Dimitri Verhulst was brought to my attention by two kind acquaintances of mine. One of them praised Problemski Hotel on his blog earlier, and the other recommended to me another novel by Verhulst, The Misfortunates. I started with Problemski Hotel, which was such an exquisite novel that soon after finishing it I bought The Misfortunates as well, and it didn’t have to lie around for long before I got down to reading it, either. Anyway, this post is about Problemski Hotel.
This short documentary novel tells about the residents of a Belgian refugee camp. The camp houses all kinds of refugees: people from Africa, Chechnya, Albania, India are crowded together, men and women are thrown together, and people from Christian and Islamic backgrounds engage in sometimes violent conflict on a daily basis. The everyday life of the refugees is predictable and immensely boring, nevertheless, it is filled with the most diverse stress factors. The refugees have nothing to do, they have nowhere to go, and in their life there’s definitely no point in trying to get close to anybody, since there’s no telling when someone receives the long-awaited letter telling them whether or not they can stay in Belgium. It doesn’t matter whether the answer is positive or negative, sooner or later everyone leaves the camp, so it’s no use forming friendships or long-term plans.
In the camp everything is transitory, and even though each refugee left a terrible past behind, this doesn’t matter to anyone at all: the other refugees don’t care as they all have horrible life stories of their own, therefore they can hardly be expected to be surprised or shocked by the horrors others endured; the immigration officers don’t care because they are overburdened and are lost among the bureaucratic procedures; and the locals don’t care because all they understand is that with each new refugee, there’s one more useless dipshit treading the Belgian land.
All this could serve as the basis for a brutal, heart-wrenching and unsettling novel, and indeed, Verhulst’s book is such a novel. But not in the way you might expect: there’s not a bit of pretended shock or hypocritical, effusive pity over the misery of others, and there’s no word written in the book which is only meant for effect. This may partly be so because the narrator of the book isn’t a clever external narrator who explains everything (and most certainly it’s not Dimitri Verhulst, the journalist) but Bipul Masli, an acclaimed photojournalist and himself a refugee from Africa.

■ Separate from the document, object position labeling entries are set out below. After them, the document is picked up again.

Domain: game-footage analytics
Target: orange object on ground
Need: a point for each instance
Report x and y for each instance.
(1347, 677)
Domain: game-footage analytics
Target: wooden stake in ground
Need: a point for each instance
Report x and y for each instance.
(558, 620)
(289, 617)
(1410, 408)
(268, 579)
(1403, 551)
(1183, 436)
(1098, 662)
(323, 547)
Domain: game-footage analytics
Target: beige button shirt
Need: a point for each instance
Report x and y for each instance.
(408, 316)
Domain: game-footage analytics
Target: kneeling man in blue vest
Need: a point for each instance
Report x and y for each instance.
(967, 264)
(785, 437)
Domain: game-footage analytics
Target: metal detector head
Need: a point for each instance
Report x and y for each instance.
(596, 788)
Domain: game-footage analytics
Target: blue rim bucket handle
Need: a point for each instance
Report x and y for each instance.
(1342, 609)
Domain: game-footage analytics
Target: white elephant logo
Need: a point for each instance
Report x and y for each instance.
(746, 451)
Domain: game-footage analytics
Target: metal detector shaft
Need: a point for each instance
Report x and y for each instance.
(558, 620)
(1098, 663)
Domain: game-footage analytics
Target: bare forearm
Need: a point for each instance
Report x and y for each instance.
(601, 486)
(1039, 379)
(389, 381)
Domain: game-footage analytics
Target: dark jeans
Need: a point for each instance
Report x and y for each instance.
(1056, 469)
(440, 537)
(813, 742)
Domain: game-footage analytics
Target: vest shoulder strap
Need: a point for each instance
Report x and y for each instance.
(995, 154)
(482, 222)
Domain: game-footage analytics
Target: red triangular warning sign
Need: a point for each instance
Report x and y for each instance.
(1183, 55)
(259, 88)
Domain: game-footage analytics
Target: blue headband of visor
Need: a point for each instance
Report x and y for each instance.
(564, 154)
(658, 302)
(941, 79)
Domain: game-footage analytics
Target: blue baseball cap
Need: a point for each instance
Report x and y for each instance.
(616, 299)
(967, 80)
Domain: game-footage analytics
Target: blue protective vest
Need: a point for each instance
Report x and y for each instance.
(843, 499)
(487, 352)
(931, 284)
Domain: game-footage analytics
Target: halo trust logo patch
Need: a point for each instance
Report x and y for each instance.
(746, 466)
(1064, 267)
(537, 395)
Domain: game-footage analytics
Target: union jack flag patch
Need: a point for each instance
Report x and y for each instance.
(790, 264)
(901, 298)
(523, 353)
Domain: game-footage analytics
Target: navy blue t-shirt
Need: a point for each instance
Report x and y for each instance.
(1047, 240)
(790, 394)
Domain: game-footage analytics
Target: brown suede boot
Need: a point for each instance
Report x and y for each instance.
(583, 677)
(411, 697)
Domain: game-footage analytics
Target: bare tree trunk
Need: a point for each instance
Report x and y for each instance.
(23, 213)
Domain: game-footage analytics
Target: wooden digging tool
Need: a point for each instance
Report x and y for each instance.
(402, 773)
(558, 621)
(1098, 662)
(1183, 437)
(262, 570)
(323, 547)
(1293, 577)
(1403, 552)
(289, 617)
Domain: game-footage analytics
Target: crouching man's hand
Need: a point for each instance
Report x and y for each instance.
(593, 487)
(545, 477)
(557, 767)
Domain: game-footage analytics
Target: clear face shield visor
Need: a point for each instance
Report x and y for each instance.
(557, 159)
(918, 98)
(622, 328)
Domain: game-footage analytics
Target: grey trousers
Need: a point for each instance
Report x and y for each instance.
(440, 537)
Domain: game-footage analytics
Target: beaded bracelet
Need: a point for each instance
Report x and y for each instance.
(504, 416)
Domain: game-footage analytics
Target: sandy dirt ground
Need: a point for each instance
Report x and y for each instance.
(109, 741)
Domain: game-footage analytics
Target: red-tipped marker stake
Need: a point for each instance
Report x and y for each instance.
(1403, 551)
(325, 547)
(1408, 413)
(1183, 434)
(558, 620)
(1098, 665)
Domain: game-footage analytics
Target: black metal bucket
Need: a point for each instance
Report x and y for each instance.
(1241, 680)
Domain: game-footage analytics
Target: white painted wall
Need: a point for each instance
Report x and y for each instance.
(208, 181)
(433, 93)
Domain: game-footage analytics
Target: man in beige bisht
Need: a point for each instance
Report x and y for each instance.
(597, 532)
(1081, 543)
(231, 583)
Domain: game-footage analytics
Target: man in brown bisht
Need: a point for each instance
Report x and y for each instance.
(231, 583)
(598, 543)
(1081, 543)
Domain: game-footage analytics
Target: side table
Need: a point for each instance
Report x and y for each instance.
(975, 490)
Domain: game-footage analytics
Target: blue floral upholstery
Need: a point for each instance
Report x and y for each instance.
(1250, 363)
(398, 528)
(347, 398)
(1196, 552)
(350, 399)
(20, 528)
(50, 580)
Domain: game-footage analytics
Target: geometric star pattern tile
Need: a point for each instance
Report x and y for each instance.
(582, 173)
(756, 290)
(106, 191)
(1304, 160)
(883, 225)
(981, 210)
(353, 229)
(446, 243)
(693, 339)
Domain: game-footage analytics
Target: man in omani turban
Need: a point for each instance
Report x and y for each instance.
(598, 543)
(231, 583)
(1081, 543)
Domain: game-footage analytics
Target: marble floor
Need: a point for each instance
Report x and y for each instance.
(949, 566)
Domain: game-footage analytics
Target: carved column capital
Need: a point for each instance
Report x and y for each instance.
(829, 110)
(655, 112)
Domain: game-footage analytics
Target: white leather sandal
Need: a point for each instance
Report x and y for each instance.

Even though he sees a possible cover photo in each of his refugee camp acquaintances due to his professional background, he still manages to treat every one of them like a human being, and not like an example case offered by some humar rights organization to the public to be shocked by.
And of course we cannot ignore Bipul Masli’s style and humor. His style is cruelly cynical, and his humor is such that made me wonder how Kurt Vonnegut could be considered the master of black humor when authors such as Dimitri Verhulst exist. Don’t get me wrong, I love Kurt Vonnegut (though not as much as I did when I was a teenager, but I still like him well enough), but he simply doesn’t seem to be playing in the same league as Dimitri Verhulst, as regards both his humor and his oft-praised humanism.
Anyway, the usual thing happened to me while I read Problemski Hotel: it was such an excellent and stunning book that I find it extremely hard to speak about it. I’m not Dimitri Verhulst therefore I cannot write without a lot of over-dramatization about the things he handles so easily and naturally. And if there’s one thing I don’t want to do with this book, it is to spoil it with my tearjerking and dramatic words. Therefore I stop writing now.